A visit to Antony Gormley’s exhibition at The Royal Academy which explores the dimensions of space and the human body
“Space exists within us as imagination, thought and sensation and outside of us in terms of distance.”
That darkness that we experience when we close our eyes represents for him the most primal space. For Antony Gormley (London, 1950) the human body is that first place that each person happens to inhabit, and the skin is the envelope containing it. His art explores the possibilities that his own body offers to him to experience the outside world. An art perceived by the audience through the five senses that at the same time wants to transcend the senses and connect with the spiritual.
Since his early years he has been influenced by Minimalism, Arte Povera and Land Art. Gormley’s creations are pieces that rely on the raw beauty of the chosen materials, the texture and colour to express themselves. Sight, touch, taste, hearing and smell are all engaged when visiting his latest exhibition at the Royal Academy. A full sensorial experience directed to make people aware of our bodies, make us question what’s our place on earth and what’s the meaning of our existence.
Representing the human body
Entering the exhibition fourteen piles of precisely cut solid steel blocks receive me, held together using gravity, the friction between their surfaces and their own weight. Each pile accounts for the minimum amount of pieces that our minds need to recognise them as human bodies. They occupy diverse locations and positions in the room, sometimes resting on the floor, sometimes lying on the wall, or just standing mixing with the people walking in between. Their presence fills the room, and the fact that they are the size of a person lays down a close relationship between them and the audience.

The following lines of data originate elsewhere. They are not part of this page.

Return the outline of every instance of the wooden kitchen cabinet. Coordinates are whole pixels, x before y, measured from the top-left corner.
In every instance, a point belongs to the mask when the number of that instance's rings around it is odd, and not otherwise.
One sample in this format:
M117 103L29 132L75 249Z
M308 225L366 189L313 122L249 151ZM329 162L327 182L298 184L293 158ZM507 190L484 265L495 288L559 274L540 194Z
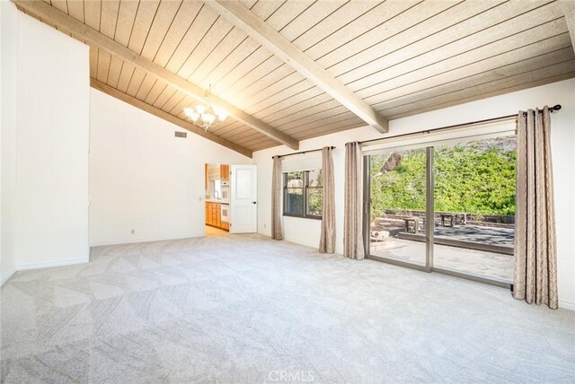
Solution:
M220 164L219 165L219 179L222 181L229 181L230 180L230 166L229 166L229 164Z
M220 203L206 202L206 225L229 231L229 224L222 223L222 205Z

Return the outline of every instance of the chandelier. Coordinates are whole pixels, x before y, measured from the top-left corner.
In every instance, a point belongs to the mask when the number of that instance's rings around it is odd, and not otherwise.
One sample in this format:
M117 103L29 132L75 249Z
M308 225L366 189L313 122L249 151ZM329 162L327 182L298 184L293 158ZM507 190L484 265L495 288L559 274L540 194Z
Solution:
M186 114L190 121L195 126L203 128L206 132L212 127L226 120L227 113L221 108L216 107L211 103L212 87L209 86L208 92L204 95L204 102L195 105L193 108L184 108L183 112Z

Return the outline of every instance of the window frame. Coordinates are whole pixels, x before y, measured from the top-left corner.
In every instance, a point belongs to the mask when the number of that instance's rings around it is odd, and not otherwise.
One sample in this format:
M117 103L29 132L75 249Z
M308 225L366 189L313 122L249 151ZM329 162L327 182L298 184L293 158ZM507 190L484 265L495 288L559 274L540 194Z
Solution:
M283 183L284 183L284 192L283 192L283 215L288 217L298 217L300 219L313 219L313 220L322 220L323 212L322 212L322 215L317 214L307 214L308 208L308 190L309 189L322 189L322 198L323 198L323 186L322 187L309 187L309 170L298 170L302 172L302 196L303 196L303 209L302 214L290 214L286 211L287 203L288 203L288 189L300 189L300 188L288 188L288 174L290 172L283 172ZM294 170L296 172L296 170Z

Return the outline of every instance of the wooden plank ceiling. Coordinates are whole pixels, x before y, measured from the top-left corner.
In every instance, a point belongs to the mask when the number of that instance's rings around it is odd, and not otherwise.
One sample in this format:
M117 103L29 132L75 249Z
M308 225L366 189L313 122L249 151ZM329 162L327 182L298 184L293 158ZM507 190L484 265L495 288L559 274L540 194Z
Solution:
M181 78L211 84L215 95L296 140L366 125L209 2L45 1ZM575 77L559 2L241 3L387 119ZM183 108L195 102L97 46L90 49L90 75L181 120ZM231 118L210 132L250 152L279 144Z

Leaving them behind, I start hearing noises of plastic pieces clashing with each other coming from a couple of rooms further away, they remind me of the noise produced by the rings used in gymnastics when they hit the ground. Meanwhile, I stop and observe a matrix of sandwich bread hung on the wall that has caught my attention. It’s called ‘Mother’s Pride V’. It’s one of the earliest works by Gormley, and it has been created by the simple act of eating the amount of sandwich bread required to make a human figure appear among the slices.

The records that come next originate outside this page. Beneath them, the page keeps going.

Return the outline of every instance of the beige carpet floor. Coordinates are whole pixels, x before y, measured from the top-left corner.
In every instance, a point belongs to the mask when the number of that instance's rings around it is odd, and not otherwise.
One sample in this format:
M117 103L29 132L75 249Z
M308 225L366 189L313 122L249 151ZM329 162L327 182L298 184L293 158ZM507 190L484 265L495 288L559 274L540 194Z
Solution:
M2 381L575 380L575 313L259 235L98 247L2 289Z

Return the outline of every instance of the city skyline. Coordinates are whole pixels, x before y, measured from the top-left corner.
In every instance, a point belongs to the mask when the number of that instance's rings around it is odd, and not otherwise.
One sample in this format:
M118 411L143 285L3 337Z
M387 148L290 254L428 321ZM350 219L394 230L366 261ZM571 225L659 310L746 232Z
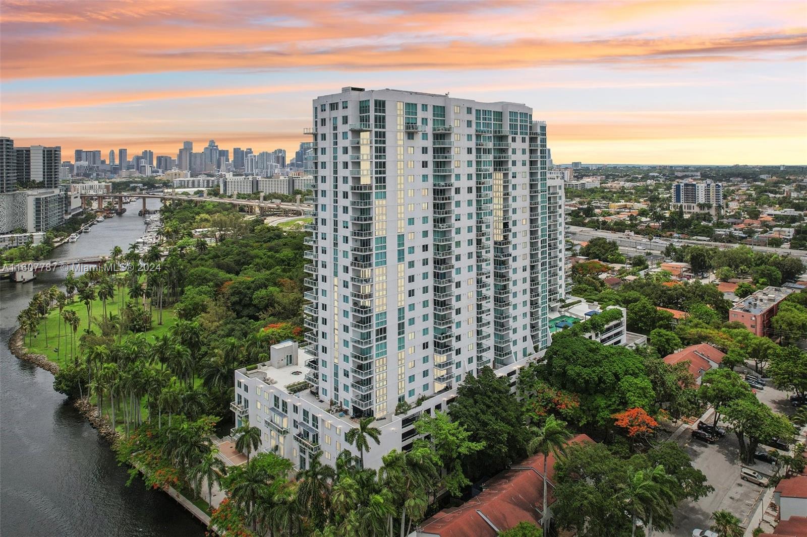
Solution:
M804 164L807 7L765 6L8 2L0 119L65 156L293 154L316 95L417 87L529 104L559 163Z

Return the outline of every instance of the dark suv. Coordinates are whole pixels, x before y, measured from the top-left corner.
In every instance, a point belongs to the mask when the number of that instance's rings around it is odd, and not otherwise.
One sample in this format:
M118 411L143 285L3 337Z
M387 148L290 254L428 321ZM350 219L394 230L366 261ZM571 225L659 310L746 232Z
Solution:
M715 427L710 423L704 423L703 422L698 423L698 431L703 431L713 436L725 436L725 429L723 427Z
M709 435L705 431L700 431L696 429L692 431L692 438L705 442L706 443L714 443L717 441L717 437L713 435Z

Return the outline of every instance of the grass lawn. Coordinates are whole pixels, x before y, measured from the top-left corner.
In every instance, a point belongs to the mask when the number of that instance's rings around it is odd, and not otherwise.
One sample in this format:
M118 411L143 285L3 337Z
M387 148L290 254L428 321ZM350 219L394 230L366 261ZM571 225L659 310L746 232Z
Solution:
M127 301L129 300L128 296L126 294L126 288L123 288L123 296ZM141 302L142 304L142 302ZM120 295L118 294L118 289L115 289L115 298L107 301L107 314L109 315L112 313L115 315L119 314L119 310L120 309ZM73 302L68 303L65 306L65 310L72 310L78 314L78 318L81 319L81 324L78 325L78 331L76 332L76 348L75 352L78 352L78 339L84 333L84 331L87 327L87 307L84 305L84 302L78 300L77 297L73 298ZM93 301L92 304L92 315L94 319L96 317L100 318L103 315L103 302L100 300ZM165 332L167 332L171 327L173 327L177 322L177 316L174 313L173 308L165 308L162 310L162 324L157 325L157 310L154 308L152 314L152 322L151 330L146 332L146 337L149 341L153 341L155 338L157 338ZM48 343L45 343L45 327L48 328ZM29 343L30 339L27 335L25 336L25 345L28 349L28 352L36 354L42 354L48 357L51 361L56 362L56 364L62 364L65 362L65 351L67 351L67 356L70 356L70 337L72 337L72 329L69 325L66 326L68 334L65 334L65 325L64 322L61 319L59 316L59 309L54 308L51 310L50 313L45 319L43 319L37 327L37 333L34 335L33 343ZM57 338L56 334L58 331L61 331L61 337ZM92 331L96 334L99 333L99 331L95 327L94 321L92 325ZM56 348L61 346L61 357L56 354Z
M299 219L295 219L294 220L286 220L286 222L281 222L279 223L273 224L278 227L282 229L297 229L298 227L302 228L303 224L312 223L314 221L314 218L311 216L304 216Z

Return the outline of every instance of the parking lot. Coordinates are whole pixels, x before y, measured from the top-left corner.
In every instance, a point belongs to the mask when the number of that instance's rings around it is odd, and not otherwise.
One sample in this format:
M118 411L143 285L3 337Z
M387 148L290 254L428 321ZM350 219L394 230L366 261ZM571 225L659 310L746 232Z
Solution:
M757 396L766 405L777 412L792 414L788 394L770 385L758 390ZM740 479L739 448L737 437L732 432L713 444L708 444L692 439L690 431L686 431L678 437L678 443L683 446L692 460L692 465L704 472L714 492L697 502L684 502L675 512L675 526L667 531L654 535L663 537L683 537L692 535L696 528L708 529L711 525L710 517L714 511L725 510L740 518L745 526L754 513L762 497L764 489L753 483ZM770 449L760 446L763 449ZM770 476L774 468L768 463L755 460L752 465L746 465L761 474Z

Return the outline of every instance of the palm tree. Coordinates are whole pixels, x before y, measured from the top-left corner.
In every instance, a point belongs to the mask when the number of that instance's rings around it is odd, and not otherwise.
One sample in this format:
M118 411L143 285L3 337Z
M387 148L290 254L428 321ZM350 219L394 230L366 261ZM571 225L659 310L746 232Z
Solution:
M571 434L566 428L566 423L556 418L550 414L544 422L542 427L536 431L535 437L530 440L527 449L530 453L542 453L544 456L544 505L541 510L541 526L544 530L544 535L549 535L547 526L549 525L549 517L546 516L546 496L547 481L546 466L550 456L550 452L554 453L555 458L566 454L566 444Z
M76 334L78 333L78 325L81 324L82 319L78 317L77 314L73 310L65 312L65 320L68 324L70 325L70 328L73 329L73 339L70 343L70 358L73 358L75 365L78 365L78 357L74 357L74 352L76 348Z
M59 308L59 316L56 317L56 319L61 320L62 318L62 316L61 316L62 311L65 309L65 306L67 304L67 295L65 295L64 293L62 293L59 289L56 289L56 298L54 298L54 300L56 301L56 306ZM67 327L65 327L67 328ZM65 337L66 337L66 333L65 333ZM56 360L58 360L59 356L61 356L61 323L56 322ZM67 362L67 352L66 351L65 352L65 364L66 365L67 364L67 363L66 363Z
M236 440L236 449L241 453L246 452L249 463L249 454L261 445L261 429L249 427L249 422L244 422L244 425L236 429L236 434L239 435Z
M160 393L159 402L161 407L168 412L168 427L171 427L171 416L182 406L182 395L176 386L166 386Z
M258 464L249 464L241 472L240 479L233 485L230 491L230 497L236 506L246 513L247 521L252 523L253 529L257 527L254 515L256 506L260 498L269 495L270 485L267 483L266 472Z
M649 535L653 534L653 515L672 514L675 495L670 488L675 478L667 475L661 464L652 469L632 473L623 492L631 516L631 536L636 534L637 520L647 523Z
M345 434L345 441L350 445L355 445L356 449L358 450L358 457L362 468L364 468L364 452L370 451L370 443L367 442L367 438L373 439L376 445L381 443L381 440L379 439L381 430L378 427L371 427L374 421L374 416L362 418L359 420L358 427L350 429L350 431Z
M202 460L194 466L190 473L197 481L197 489L202 487L202 481L207 484L207 503L213 508L213 485L221 486L221 477L227 474L227 467L215 454L218 448L212 448L202 456Z
M314 527L323 527L328 522L328 494L331 484L336 477L332 466L323 464L320 460L322 452L318 452L308 460L308 467L297 472L299 482L297 499L308 514Z
M729 511L715 511L712 514L712 519L714 523L709 529L717 533L718 537L742 537L740 519Z

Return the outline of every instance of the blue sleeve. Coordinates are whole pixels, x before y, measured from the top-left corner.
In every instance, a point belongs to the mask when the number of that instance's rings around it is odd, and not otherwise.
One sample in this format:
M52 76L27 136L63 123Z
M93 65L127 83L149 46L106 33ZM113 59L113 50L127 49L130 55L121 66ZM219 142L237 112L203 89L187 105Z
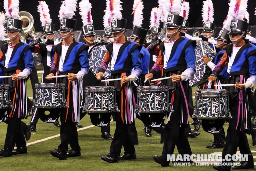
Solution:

I see it as a testimony of Gormley’s first years, when he was an artist with far less means than he has today and produced sculptures with his own hands and with materials he could find around him. His success over the years has allowed him to build a studio where a dozen assistants help him to produce the work using the most advanced modelling and sculpting techniques.
Lines in space
The noise of gymnastic rings hitting the floor becomes stronger when I go through to the next room and find a group of people crawling and stepping over a giant bundle of very thin aluminium rings that occupy the entire space. Their cross section measures about one centimetre square and they are very flimsy, to the point that when they hit each other they sound as if they are made of plastic. It’s really good fun to become a child again and enjoy this adult playground.

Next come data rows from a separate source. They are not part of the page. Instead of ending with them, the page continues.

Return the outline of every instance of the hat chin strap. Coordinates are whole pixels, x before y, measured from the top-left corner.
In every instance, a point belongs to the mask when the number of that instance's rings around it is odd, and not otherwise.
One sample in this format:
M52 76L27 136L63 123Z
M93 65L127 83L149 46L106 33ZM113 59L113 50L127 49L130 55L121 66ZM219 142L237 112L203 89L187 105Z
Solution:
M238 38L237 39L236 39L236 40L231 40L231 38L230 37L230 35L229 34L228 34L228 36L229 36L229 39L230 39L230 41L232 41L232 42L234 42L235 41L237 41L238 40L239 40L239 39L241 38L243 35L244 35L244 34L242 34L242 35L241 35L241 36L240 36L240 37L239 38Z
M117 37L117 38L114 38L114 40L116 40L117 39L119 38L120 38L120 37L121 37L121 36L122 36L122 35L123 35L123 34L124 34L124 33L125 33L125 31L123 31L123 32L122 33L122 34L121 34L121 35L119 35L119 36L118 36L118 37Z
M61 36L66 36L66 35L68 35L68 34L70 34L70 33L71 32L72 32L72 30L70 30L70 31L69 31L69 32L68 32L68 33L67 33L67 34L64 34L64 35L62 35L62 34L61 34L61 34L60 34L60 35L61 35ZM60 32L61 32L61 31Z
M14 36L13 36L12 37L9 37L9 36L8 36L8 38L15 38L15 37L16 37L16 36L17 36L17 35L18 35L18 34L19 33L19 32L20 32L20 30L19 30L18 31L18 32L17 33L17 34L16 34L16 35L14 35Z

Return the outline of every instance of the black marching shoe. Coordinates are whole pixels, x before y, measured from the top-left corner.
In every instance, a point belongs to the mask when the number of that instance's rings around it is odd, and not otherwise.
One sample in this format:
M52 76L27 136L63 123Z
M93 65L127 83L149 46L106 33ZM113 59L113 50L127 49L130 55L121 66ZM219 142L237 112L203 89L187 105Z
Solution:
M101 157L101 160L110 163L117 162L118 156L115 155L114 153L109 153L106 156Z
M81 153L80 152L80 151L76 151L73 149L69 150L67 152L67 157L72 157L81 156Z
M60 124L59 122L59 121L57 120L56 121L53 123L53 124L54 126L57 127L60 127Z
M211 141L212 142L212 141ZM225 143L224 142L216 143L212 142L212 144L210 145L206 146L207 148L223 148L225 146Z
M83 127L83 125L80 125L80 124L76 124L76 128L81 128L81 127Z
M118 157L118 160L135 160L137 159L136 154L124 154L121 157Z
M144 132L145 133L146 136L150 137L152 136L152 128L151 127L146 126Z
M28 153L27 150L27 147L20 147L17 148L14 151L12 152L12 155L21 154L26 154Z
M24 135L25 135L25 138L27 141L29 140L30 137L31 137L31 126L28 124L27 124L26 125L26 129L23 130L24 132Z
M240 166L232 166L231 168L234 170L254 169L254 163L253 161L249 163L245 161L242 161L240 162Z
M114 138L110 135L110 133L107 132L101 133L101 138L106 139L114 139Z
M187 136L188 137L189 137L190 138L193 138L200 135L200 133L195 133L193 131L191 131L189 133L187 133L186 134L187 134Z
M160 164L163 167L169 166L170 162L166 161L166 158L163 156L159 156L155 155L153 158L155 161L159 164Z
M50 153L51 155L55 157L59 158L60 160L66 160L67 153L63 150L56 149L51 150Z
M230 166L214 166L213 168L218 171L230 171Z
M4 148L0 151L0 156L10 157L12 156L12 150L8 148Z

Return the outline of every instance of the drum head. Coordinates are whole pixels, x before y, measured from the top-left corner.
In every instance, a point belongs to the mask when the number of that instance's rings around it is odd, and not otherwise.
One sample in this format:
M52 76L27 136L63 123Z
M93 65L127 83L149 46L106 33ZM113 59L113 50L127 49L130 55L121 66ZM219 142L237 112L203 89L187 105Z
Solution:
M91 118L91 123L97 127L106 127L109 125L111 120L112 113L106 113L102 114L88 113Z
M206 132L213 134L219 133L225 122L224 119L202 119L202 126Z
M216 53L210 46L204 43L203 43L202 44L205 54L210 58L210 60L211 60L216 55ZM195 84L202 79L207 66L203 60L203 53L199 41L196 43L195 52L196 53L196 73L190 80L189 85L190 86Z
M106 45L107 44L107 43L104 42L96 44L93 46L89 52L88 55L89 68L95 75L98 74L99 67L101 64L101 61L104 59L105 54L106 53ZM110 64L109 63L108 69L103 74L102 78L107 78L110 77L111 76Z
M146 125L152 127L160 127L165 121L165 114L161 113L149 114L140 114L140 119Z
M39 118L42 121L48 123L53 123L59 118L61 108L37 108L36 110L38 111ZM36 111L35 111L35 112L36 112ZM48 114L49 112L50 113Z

I’m surrounded by grown up people overcoming obstacles with a smile on their faces trying to reach the center of the room as they make their way through it. The audience going – as Richard Serra likes to say – “into, through and around” a sculpture which is determined and shaped by the limits of the room that encloses it.
Sculptures are no longer displayed on plinths and this brings a closer relationship between the pieces and the visitor. They are not there just to be seen or admired. We can interact with them and share the space.
From here another metal rod of the same square section as the rings traverses through several rooms, spanning thirty meters across three spaces in an impressive and perfect horizontal line. It is like a laser light made physical, and disappears into the walls without any hint of how it’s supported. A rarity, to be able to surprise someone aware of how structures work. When it reaches the third of the rooms it crosses, it is welcomed by two more lines spanning in perpendicular directions. The three embody the X, Y and Z axis that define space.
Every room brings a unique experience. A big, high and very clear space becomes dark and short when we walk under a metallic cloud floating in the middle of the room – a mesh cage made of steel rods used in construction for reinforcing concrete. Again rough means to create a sophisticated spatial and perceptual experience.
Gravity, light and water
The gravity that held the blocks together in the first room is now defied by placing human-shaped solid iron casts hanging from walls and ceiling. Iron turns weightless. Floor, walls and ceiling lose their conventional meaning. The differences vanish and they are presented as equal perpendicular planes that define and enclose space.
And then comes ‘The Cave’, an abstract body lying on its side formed by 27 tones of hollow steel cubes, rotated and stacked, occupying almost the entire volume of the room. I enter through the left foot and I have to crawl to be able to go in. Like being inside a grotto, light is just non-existent. Gormley wants to transport us to that space of total darkness that we experience when we close our eyes. I have to guide myself through the darkness by touching the walls, fearful of hitting my head against anything that might be there, when a bigger space, tenuously lit from above, opens up in front of me.
Exiting the Cave, while the pupils readjust to the light levels again, the smell of sea invades the room in which we have arrived. There are some people standing in front of me observing something through an opening on the wall. I decide to go and join them and an entire room filled with sand and sea water unfolds, a perfect mirror that doubles the space and makes the floor disappear. A peaceful leaving gift to take with me as I return to the mundane routine days.